Live Review: Black Breath, I Exist, The Fevered

11 April 2013 | 10:13 am | Lochlan Watt

No encore, no bullshit – just a non-stop, excited barrage of some of the tightest fury around from start to finish.

More Black Breath More Black Breath

Kicking off tonight's fistful of hardcore-tinged metal is The Fevered. Having taken the step up to becoming one of the go-to supports for shows of this ilk in recent months, they waste no time in affirming exactly why that is with their mashing of melodic death and crust. The band is tight and proficient, and don't hold back on their thrashing energy levels. Vocalist Matt Cook appears to be in all kinds of pain during slower, more instrumentally sparse numbers like Sleep, Warm As Day, and you get a sense that while the accompanying showmanship is massive, the emotion that backs it up with such fierce vocals is all very real.

Canberra's I Exist are the national support for tonight's tour, and their stoned riffs rumble the PA with precise rambunctiousness.
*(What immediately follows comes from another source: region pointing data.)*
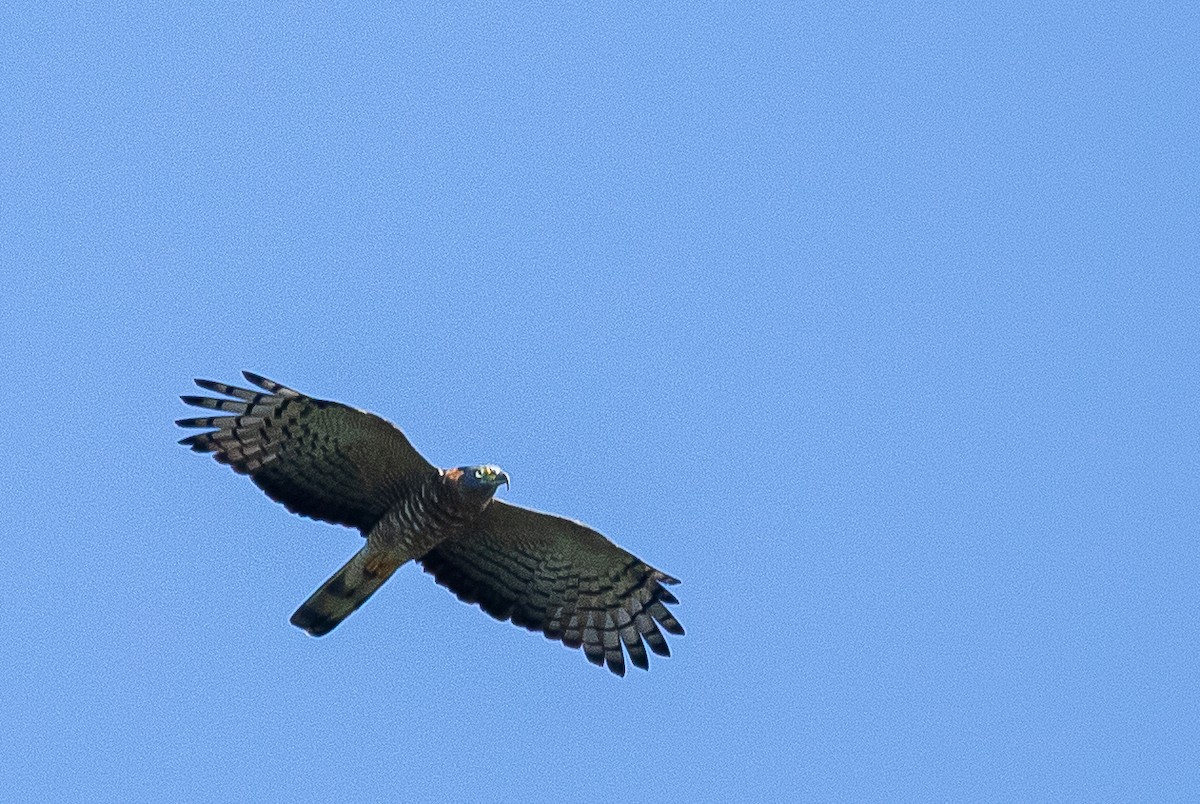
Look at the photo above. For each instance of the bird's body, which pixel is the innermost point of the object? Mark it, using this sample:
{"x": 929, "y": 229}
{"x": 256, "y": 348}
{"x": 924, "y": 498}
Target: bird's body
{"x": 336, "y": 463}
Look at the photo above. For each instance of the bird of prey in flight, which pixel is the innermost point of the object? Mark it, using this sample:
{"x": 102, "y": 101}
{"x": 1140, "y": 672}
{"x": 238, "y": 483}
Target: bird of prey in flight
{"x": 336, "y": 463}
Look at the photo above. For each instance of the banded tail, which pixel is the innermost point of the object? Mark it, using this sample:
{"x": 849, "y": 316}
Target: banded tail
{"x": 346, "y": 591}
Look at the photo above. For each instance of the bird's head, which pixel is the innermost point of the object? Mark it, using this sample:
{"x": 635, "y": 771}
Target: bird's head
{"x": 478, "y": 484}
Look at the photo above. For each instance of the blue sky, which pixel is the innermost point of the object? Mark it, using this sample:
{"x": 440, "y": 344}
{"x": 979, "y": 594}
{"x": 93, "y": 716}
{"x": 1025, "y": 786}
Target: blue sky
{"x": 876, "y": 325}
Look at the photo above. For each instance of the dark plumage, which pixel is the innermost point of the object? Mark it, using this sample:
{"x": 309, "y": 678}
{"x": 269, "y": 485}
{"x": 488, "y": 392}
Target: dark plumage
{"x": 333, "y": 462}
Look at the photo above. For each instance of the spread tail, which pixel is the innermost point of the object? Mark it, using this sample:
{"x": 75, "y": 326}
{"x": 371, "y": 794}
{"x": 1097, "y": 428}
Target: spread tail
{"x": 346, "y": 591}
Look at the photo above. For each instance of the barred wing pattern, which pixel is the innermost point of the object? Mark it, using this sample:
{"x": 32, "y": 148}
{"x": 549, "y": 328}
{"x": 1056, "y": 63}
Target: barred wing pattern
{"x": 561, "y": 577}
{"x": 319, "y": 459}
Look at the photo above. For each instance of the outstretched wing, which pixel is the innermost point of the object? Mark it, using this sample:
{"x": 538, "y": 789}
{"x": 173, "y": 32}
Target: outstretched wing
{"x": 559, "y": 577}
{"x": 319, "y": 459}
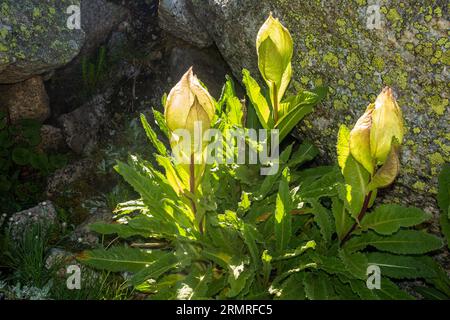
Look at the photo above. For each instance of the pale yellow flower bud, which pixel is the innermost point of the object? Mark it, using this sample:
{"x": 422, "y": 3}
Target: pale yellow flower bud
{"x": 387, "y": 123}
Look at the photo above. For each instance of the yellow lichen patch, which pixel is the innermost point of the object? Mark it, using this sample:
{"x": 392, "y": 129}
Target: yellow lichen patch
{"x": 437, "y": 104}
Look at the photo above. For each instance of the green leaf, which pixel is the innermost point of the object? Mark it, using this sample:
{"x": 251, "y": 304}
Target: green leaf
{"x": 153, "y": 137}
{"x": 161, "y": 122}
{"x": 343, "y": 146}
{"x": 39, "y": 161}
{"x": 444, "y": 201}
{"x": 430, "y": 293}
{"x": 258, "y": 100}
{"x": 400, "y": 267}
{"x": 122, "y": 230}
{"x": 356, "y": 179}
{"x": 283, "y": 217}
{"x": 342, "y": 219}
{"x": 389, "y": 218}
{"x": 165, "y": 263}
{"x": 119, "y": 259}
{"x": 402, "y": 242}
{"x": 318, "y": 286}
{"x": 251, "y": 236}
{"x": 322, "y": 219}
{"x": 292, "y": 288}
{"x": 297, "y": 107}
{"x": 21, "y": 156}
{"x": 290, "y": 120}
{"x": 355, "y": 263}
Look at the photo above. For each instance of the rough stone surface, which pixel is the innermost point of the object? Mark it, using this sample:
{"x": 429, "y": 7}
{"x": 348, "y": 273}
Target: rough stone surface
{"x": 81, "y": 126}
{"x": 44, "y": 214}
{"x": 26, "y": 100}
{"x": 208, "y": 65}
{"x": 34, "y": 38}
{"x": 176, "y": 18}
{"x": 52, "y": 138}
{"x": 335, "y": 45}
{"x": 62, "y": 178}
{"x": 99, "y": 19}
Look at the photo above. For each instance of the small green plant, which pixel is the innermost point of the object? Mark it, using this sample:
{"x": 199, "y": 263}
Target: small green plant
{"x": 22, "y": 165}
{"x": 202, "y": 230}
{"x": 93, "y": 72}
{"x": 275, "y": 49}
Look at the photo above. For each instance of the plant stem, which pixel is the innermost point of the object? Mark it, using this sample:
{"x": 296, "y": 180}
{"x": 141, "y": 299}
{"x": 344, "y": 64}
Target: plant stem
{"x": 275, "y": 103}
{"x": 360, "y": 216}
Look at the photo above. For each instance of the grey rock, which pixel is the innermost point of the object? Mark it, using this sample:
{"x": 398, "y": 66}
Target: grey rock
{"x": 25, "y": 100}
{"x": 335, "y": 45}
{"x": 81, "y": 126}
{"x": 99, "y": 19}
{"x": 83, "y": 235}
{"x": 176, "y": 17}
{"x": 34, "y": 38}
{"x": 43, "y": 214}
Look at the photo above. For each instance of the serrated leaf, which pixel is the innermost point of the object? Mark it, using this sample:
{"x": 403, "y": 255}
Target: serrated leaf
{"x": 322, "y": 217}
{"x": 343, "y": 146}
{"x": 239, "y": 275}
{"x": 165, "y": 263}
{"x": 430, "y": 293}
{"x": 258, "y": 101}
{"x": 318, "y": 286}
{"x": 355, "y": 263}
{"x": 195, "y": 285}
{"x": 292, "y": 288}
{"x": 342, "y": 219}
{"x": 251, "y": 236}
{"x": 389, "y": 218}
{"x": 283, "y": 217}
{"x": 161, "y": 122}
{"x": 402, "y": 242}
{"x": 306, "y": 152}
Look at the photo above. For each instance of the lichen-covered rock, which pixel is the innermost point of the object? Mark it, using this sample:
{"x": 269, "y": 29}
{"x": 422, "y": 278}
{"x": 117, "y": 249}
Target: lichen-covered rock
{"x": 176, "y": 17}
{"x": 25, "y": 100}
{"x": 34, "y": 38}
{"x": 44, "y": 215}
{"x": 52, "y": 138}
{"x": 99, "y": 19}
{"x": 81, "y": 126}
{"x": 356, "y": 47}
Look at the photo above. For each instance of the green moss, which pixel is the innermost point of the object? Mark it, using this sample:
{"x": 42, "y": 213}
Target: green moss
{"x": 331, "y": 59}
{"x": 437, "y": 104}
Despite being down from their usual three guitarists to two, their sound remains thick and their presence doesn't falter. The microphone is rocked on a stand for most of the gig, and a strong, staunch, yet pleasantly lighthearted vibe is strong throughout a selection of tracks largely from their latest album, II: The Broken Passage. One particular punter comments that “this is like stoner rock with metal vocals”, and the audience starts to get a little more rowdy as the set progresses.

Let it be known – Black Breath have come to destroy. The Seattle-based five-piece immediately rage to what has to be one of the most huge, clear and completely obliterating mixes to ever come out of the Crowbar PA, and the crowd finally explodes into the maelstrom that has been threatening on the sidelines all evening. Thrash, crust, death – this band exemplifies that they sit somewhere in the middle of all that with older songs like Eat The Wind and Virus, mixing it up about 50/50 with newer slayers like Endless Corpse and Feast Of The Damned. Thirteen or so songs in, the band calls it a night, vocalist Neil McAdams having already let the crowd know his sincere and succinct appreciation. No encore, no bullshit – just a non-stop, excited barrage of some of the tightest fury around from start to finish.